Mertesacker: Ich versuche weiterhin gut zu trainieren. Und die Entscheidung, wer im Endeffekt spielt, die treffe eben nicht ich. Jetzt ist es wichtig, dass die Mannschaft so gut wie möglich unterstützt wird. Das wird der Schlüssel sein. Dass wirklich alle sich dem Thema verschreiben, dran zu bleiben, in den wenigen Spielen immer wieder den Deckel draufzusetzen. Dafür braucht es nicht nur elf Spieler. Davon können Sie ausgehen.

Wie genau können Sie helfen?

Mertesacker: Man versucht immer, irgendwie die Mannschaft zu unterstützen, vor dem Spiel, während des Spiels, mitten im Spiel. Sei es als Wasserträger, sei es durch Aufmunterung. Es gibt viele kleine Dinge, die man tun kann, um dieses Gefühl zu vermitteln: Wir haben eine gute Mannschaft, jeder steht hinter dem anderen. In solchen Situationen zeigt sich der wahre Charakter unseres Teams.

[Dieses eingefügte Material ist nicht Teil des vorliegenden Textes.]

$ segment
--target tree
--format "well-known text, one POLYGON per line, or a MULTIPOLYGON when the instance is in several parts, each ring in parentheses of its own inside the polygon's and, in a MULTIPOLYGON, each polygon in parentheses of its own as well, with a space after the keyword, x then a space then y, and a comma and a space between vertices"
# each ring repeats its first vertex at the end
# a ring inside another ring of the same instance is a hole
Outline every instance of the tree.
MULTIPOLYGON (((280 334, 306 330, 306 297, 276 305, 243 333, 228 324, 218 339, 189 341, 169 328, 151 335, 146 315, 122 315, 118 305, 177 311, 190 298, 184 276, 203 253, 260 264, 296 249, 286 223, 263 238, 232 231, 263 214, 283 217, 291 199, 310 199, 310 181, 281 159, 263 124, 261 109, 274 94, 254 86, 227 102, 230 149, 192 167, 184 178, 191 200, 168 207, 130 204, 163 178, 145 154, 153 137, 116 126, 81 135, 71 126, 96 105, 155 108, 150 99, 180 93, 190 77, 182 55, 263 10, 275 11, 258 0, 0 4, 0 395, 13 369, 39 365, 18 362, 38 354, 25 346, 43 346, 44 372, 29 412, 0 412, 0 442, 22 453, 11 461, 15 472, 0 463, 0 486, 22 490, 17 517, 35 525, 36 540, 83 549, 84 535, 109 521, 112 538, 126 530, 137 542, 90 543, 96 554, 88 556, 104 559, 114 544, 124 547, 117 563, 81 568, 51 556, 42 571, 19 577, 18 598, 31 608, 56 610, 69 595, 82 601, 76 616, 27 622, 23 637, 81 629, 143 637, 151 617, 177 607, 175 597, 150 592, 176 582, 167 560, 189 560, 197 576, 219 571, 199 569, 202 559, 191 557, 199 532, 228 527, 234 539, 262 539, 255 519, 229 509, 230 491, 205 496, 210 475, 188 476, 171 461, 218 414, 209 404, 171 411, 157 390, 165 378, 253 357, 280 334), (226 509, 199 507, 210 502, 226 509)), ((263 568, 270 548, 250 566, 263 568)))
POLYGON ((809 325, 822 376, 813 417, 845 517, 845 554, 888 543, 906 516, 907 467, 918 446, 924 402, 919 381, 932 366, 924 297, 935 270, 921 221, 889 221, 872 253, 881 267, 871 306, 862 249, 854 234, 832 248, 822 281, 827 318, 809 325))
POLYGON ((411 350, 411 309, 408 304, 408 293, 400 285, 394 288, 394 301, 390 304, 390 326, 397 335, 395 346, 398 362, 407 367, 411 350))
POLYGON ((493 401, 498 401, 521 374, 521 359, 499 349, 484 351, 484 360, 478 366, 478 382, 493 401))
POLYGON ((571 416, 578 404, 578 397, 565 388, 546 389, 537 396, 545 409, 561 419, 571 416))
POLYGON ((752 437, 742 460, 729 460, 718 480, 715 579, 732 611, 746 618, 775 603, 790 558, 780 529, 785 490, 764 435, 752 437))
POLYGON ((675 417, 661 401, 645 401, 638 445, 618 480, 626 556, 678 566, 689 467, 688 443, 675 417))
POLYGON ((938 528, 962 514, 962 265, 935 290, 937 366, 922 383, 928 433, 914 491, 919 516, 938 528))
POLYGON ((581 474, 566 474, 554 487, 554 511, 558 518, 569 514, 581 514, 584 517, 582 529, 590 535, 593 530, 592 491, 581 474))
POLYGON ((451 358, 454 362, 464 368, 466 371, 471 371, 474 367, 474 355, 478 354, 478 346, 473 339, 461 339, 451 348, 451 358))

Hollands Starstürmer Robin van Persie ist Ihr Mitspieler bei Arsenal. Bezieht Unterstützung Tipps für die Kollegen mit ein?

Mertesacker: Ja. Aber ich muss nicht groß etwas sagen. Die anderen kennen den Spieler. Vielleicht gibt es nur noch den einen oder anderen Kniff, den ich einmal in irgendeinem Training von ihm gesehen habe. Wenn, dann werde ich das mitteilen und nicht denken: Bloß nichts sagen, vielleicht kann der die anderen damit ja überraschen.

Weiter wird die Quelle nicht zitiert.